TAIPEI (Taiwan News) — The United States added a Taiwanese flagged and owned fishing vessel to a blacklist on Dec. 31 for violating labor rights, marking the third Taiwanese fishing vessel subject to the order in 2020.
Effective from Dec. 31, 2020, seafood harvested by the Lien Y Hsing No. 12 (連億興12號) was not allowed to enter the U.S. market, according to an order following an investigation that indicated the use of forced labor, deception, withholding of wages, and debt bondage aboard the vessel. Any tuna or other seafood it harvests will now be detained at U.S. ports of entry if it were to arrive.

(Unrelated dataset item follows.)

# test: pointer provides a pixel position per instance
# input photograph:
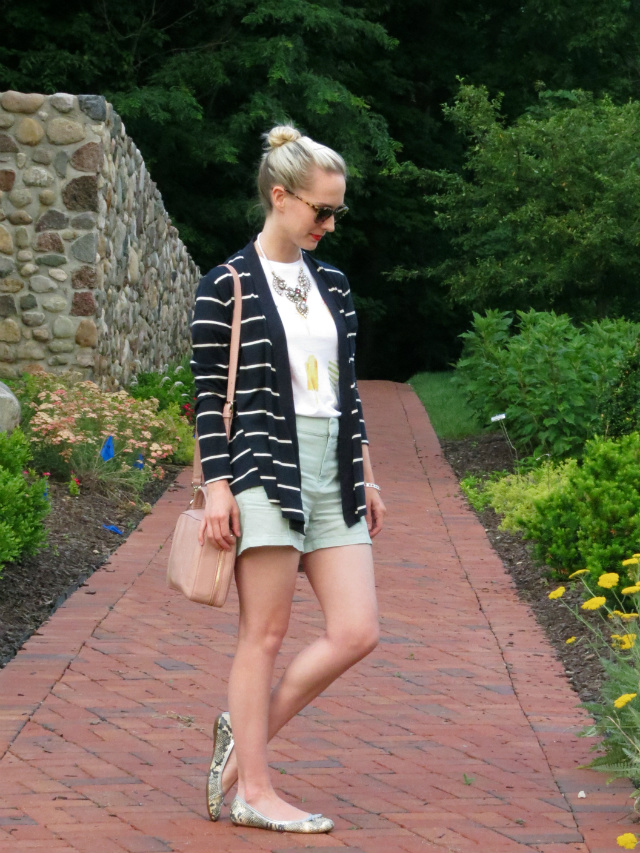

Tuna is widely consumed by Americans, both in restaurants and in processed products, with per capita consumption of canned tuna amounting to 2.1 pounds in 2018, according to the National Fisheries Institute,
“Americans need to know that tuna and other seafood products can be at high risk of being harvested by forced labor, which is a form of modern day slavery,” said U.S. Customs and Border Protection (CBP) Acting Commissioner Mark A. Morgan.
The owner of the Lien Y Hsing No. 12 would have to prove that there had been no forced labor during its fishing operations to reverse the order.
In May and August of 2020, the CBP issued a separate Withhold Release Order (WRO) against Taiwanese owned distant-water fishing vessels the Da Wang (大旺) and the Yu Long No. 2 (漁隆2號). Taiwanese fishing vessel the Tunago No. 61 (和春61號) was blacklisted in February 2019, marking the first fishing vessel in the world to be barred from trading with American companies under the CBP regulations.
There are only four fishing vessels in the world subject to the order, and it is unfortunate they are all owned by Taiwanese companies, said Greenpeace Southeast Asia Ocean Campaign Director Chen Pei-yu (陳珮瑜).
"It shows that the Taiwanese government failed to protect the migrant fishermen working on Taiwanese distant water vessels as a result of loopholes created by the country's regulations, which expose foreign crew members to dangerous working conditions."
Chen explained that the existing Labor Standards Act (勞基法) is not applicable to employment on deep-sea fishing vessels, which enables employers to dodge labor laws and reduce costs.
In response to the latest order, an official from Taiwan's Fisheries Agency, an industry trade group also tasked with reviewing abuses, told CNA that its investigation showed that the owner of the Lien Y Hsing No. 12 did pay foreign crew members in accordance with the contract and without a delay, adding that their time off was well documented.
The Fisheries Agency did find, however, that the Taiwanese employment broker withheld US$100 from each foreign crew member. The agency imposed a fine of NT$1 million (US$35,610) on the broker in September of last year, the official said.